Global Smartphone Shipments Decline for First Time in Three Years Amid Memory Shortages and Middle East Conflict

Stock News04-15

According to data from market research firm IDC, worldwide smartphone shipments declined in the first quarter of this year, marking the first drop since 2023. Tight supply of memory chips and ongoing conflict in Iran are expected to further drive up costs and constrain market growth. Among the top five brands, Apple (AAPL.US) and Samsung Electronics (SSNLF.US) were the only two companies to achieve shipment growth, with both increasing by more than 3%, while the overall market contracted by 4.1%. Each of these two giants holds roughly one-fifth of the global market share, giving them an advantage over Chinese smartphone makers in securing long-term supply and managing soaring costs. Affected by surging component and logistics expenses, manufacturers such as OPPO saw significant shipment declines this year. A team led by IDC analyst Nabila Popal stated, "We expect the first-quarter slowdown to be a precursor to conditions in 2026. In several emerging markets, smartphone prices have already risen by 40%–50%, severely dampening demand." Apple performed strongly in China, where its popular iPhone 17 series helped the company achieve 30% growth in the world’s largest smartphone market.

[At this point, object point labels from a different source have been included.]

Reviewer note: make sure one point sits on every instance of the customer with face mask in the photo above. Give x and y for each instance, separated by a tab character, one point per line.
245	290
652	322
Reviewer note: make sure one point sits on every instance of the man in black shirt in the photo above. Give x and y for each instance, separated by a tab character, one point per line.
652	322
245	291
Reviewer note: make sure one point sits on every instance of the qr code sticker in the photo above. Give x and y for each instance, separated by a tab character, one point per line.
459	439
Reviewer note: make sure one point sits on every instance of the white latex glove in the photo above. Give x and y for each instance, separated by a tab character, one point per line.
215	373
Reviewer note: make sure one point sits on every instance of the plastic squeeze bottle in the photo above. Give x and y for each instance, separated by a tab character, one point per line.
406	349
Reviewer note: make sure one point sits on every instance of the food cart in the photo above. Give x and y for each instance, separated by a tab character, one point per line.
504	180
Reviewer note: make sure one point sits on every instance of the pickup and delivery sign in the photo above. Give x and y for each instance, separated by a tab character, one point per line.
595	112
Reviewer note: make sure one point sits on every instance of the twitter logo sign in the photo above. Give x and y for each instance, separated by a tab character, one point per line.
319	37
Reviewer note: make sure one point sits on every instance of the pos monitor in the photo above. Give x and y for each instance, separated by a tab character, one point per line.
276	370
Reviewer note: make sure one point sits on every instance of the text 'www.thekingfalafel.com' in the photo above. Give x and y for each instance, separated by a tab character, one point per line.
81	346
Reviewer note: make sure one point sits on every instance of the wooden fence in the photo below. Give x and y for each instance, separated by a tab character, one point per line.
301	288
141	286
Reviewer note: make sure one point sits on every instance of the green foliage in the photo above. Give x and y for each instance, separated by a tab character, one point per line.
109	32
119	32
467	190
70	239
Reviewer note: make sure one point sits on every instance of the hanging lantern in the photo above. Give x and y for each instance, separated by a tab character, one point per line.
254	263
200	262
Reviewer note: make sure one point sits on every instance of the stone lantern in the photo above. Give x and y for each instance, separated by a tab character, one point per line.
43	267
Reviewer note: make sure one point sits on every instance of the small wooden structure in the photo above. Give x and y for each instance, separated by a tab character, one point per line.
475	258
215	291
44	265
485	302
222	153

IDC also noted that Huawei and Honor both recorded shipment growth during the quarter, with Honor posting a 24% year-on-year increase through overseas expansion. Nevertheless, all manufacturers must adjust their product strategies to address the memory chip shortage, which is expected to persist until the second half of 2027. Data released last week by Counterpoint Research also showed a 6% decline in first-quarter shipments, though that report indicated Apple had surpassed Samsung in market share. Both research firms attributed the downturn primarily to soaring memory costs. IDC's Popal noted that, in addition to rising prices for components and raw materials, smartphone brands are facing higher shipping costs due to conflict in the Middle East. Many companies are restructuring their spending, including reducing specifications for certain models and cutting back on marketing and distributor support, measures that are further limiting market growth.